Der Winzer sorgt für entspannte Natur

Peter Jakob Kühn ist ein sanfter Mensch, aber einer, der es wissen will: kein Purist, sondern von einer fröhlichen Experimentierlust beseelt. Bei ihm soll es lebendig zugehen, wachsen, reifen. „Die Natur will grundsätzlich zum Ziel kommen.” Also gibt er ihr Zeit und Raum, ob im Weinberg oder im Keller. Und päppelt hier und da, mit grünen Nischen, Kräutertees, Kompost, blühfreudiger Gründüngung und natürlich den biodynamischen Präparaten.

 

Die artenreiche Begrünung wird z. B. nicht gemulcht, sondern gewalzt, das schont die Kleintiere und blüht schneller wieder. Sechzig Nistkästen wurden aufgehängt, mehr als 100 Obstbäume gepflanzt, ein bisschen Brache hier – das Gras wird kompostiert – eine kleine Hecke dort angelegt.
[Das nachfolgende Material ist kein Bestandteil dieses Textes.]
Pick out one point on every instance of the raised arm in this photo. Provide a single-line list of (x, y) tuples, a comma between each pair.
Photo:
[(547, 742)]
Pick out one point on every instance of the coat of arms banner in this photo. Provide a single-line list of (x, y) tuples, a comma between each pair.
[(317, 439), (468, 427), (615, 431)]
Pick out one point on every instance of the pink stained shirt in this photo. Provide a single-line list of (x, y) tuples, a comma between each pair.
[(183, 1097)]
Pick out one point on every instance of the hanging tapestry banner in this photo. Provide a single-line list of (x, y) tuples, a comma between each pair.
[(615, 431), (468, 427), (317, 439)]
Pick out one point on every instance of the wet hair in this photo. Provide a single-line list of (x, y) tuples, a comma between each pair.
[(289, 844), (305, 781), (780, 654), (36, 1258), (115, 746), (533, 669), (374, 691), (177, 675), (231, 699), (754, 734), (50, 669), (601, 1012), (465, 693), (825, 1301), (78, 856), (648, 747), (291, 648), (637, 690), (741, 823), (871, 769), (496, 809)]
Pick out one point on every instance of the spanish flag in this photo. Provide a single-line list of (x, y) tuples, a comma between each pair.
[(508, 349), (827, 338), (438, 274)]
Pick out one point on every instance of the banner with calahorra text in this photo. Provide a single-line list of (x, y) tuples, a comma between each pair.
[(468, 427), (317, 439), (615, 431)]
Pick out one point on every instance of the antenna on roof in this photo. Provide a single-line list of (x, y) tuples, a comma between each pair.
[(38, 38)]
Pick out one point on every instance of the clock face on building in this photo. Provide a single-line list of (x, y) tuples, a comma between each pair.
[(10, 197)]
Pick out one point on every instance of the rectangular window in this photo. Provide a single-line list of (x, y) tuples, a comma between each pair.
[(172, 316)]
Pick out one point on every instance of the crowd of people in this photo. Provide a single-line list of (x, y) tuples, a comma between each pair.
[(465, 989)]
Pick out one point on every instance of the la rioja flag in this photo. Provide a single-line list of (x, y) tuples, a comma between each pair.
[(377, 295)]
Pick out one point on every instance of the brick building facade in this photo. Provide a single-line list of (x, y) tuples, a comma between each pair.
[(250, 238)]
Dem engagierten Winzer ist es ein Anliegen, dass der Weinbau nicht als Monokultur von Umweltgruppen bekämpft wird. Er will vorleben, dass es anders geht. Das wirkt ansteckend. Nicht nur auf die Zahlen schielen, der Lohn der Arbeit liegt für ihn darin, Einklang zu schaffen. Und damit Zukunft. Die frische Begeisterung weckte auch in Kühns Sohn Peter Bernhard eine Änderung des Berufswunsches. Nach einem Praktikumsjahr im Burgund wird er sein Studium in Geisenheim fortsetzen und dann neben seiner Schwester Sandra in den Betrieb einsteigen.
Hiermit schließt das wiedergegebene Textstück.